3) In merito all’alto livello d’indebitamento delle telco europee, la commissione fa alcune affermazioni semplicistiche. I debiti elevati sono la conseguenza di decisioni consapevoli dei governi, dei regolatori nazionali, delle aziende telefoniche e degli azionisti. Ci sono molte ragioni per cui gli operatori hanno problemi economici, dalla feroce concorrenza sui mercati nazionali ai prezzi esorbitanti delle licenze, all’aumento dei dividendi per il finanziamento degli investimenti nei nuovi mercati fuori dall’Europa.
4) La Commissione commette l’errore, comune a molti politici, di fraintendere i dati sulla velocità della banda larga sulla base di un presupposto sbagliato: ossia che il semplice aumento la velocità della banda larga spingerà lo sviluppo economico. La realtà è che la banda larga è uno dei molti importanti input economici dell’ecosistema digitale. C’è inoltre una grande differenza tra quello che è disponibili e quello che i consumatori scelgono di acquistare. Per esempio, il 65% della bitazioni danesi è raggiunto da una tecnologia che fornisce 100Mbps, ma solo lo 0,7% ha scelto di abbonarsi al servizio.
5) La Commissione sostiene che gli utenti mobili all’interno dell’Unione europea pagano prezzi assai diversi per gli stessi servizi. La maggiore differenza di prezzo è quella relativa alle chiamate nazionali su rete mobile: una differenza del 774% tra la Lituania, il paese dove queste telefonate costano meno, e i Paesi Bassi, il paese più caro. Ma lo studio di riferimento non fa che raccogliere dati dei regolatori nazionali che non hanno un formato standardizzato di calcolo dei prezzi. Lo studio è quindi fuorviante e aggiornato a due anni fa. Per cui alcuni dei paesi che sembrano avere i prezzi più cari sono in realtà tra i più economici per i servizi mobili, secondo dati OECD.
6) La Commissione sostiene che i prezzi all’ingrosso del rame variano da 4-14 euro al mese, una differenza del 333%. Un’affermazione che non riconosce il fatto che i costi per costruire, gestire e mantenere una rete in rame variano sensibilmente nei 28 paesi ue. Kroes dimentica anche di ricordare che se un operatore guadagna 14 euro al mese, il regolatore nazionale ha facoltà di abbassare il prezzo, se vuole. A dire il vero, la Ue ha abbandonato l’idea di un regolatore europeo nella sua proposta, preferendo richiedere un potere di veto.
7) Nel sostenere che i prezzi dei servizi variano da un paese all’altro, la Commissione dimentica un elemento importante: le tasse. Ogni paese ha un proprio regime fiscale.

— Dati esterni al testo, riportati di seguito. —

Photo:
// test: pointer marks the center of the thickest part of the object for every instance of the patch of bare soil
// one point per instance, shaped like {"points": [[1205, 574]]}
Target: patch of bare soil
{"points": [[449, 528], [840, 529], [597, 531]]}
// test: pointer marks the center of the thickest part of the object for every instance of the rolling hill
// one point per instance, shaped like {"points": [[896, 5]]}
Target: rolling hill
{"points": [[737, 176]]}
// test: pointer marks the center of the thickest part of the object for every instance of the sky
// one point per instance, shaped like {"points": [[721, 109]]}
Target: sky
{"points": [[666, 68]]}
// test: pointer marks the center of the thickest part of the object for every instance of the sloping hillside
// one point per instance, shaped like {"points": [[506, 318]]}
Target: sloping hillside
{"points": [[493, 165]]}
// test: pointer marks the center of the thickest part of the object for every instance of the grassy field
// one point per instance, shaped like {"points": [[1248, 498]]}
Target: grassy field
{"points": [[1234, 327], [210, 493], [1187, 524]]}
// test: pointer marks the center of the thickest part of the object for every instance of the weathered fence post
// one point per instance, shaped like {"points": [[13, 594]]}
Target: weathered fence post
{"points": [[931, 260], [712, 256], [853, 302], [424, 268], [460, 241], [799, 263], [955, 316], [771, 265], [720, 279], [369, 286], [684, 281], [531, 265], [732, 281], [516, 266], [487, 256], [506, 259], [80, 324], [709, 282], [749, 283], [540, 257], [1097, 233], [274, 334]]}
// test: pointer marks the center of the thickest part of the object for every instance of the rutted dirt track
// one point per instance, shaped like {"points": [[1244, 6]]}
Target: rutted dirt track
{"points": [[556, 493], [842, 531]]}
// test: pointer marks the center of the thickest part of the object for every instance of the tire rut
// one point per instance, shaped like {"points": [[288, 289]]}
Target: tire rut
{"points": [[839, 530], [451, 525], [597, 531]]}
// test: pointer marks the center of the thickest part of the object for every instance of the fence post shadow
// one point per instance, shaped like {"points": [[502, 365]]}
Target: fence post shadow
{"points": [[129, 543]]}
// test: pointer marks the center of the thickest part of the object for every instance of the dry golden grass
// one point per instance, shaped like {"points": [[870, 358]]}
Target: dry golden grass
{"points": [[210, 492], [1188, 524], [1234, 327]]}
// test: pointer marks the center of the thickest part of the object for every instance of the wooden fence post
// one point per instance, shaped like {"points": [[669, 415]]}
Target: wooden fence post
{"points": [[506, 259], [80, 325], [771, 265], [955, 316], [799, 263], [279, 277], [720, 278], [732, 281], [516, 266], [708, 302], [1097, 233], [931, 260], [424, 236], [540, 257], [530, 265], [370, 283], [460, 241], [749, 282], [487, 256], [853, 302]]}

E così, ad esempio, se una società tlc offre servizi Tv dal Lussemburgo paga solo il 3% di Iva, mentre in altri paesi l’imposta può raggiungere il 20-25%.
8) Un’altra falsa premessa nella proposta della Commissione è che la concorrenza incentiverà gli operatori a investire nelle infrastrutture. Lo scenario proposto può aumentare la competizione ma porterà anche a un incremento dei costi di vendita e di marketing. E così i prezzi scenderanno per i consumatori ma aumenteranno per gli operatori che avranno meno soldi da investire.
In conclusione alla sua analisi, Strand sottolinea che il modello ‘roam like home’ è morto e che probabilmente emergerà il modello ‘roam like local’ in cui ciascuno pagherà la tariffa prevalente del paese che sta visitando, senza un ‘supplemento’ roaming. Questo permetterà agli operatori di coprire i loro costi e di eliminare gli incentivi a sfruttare l’arbitraggio.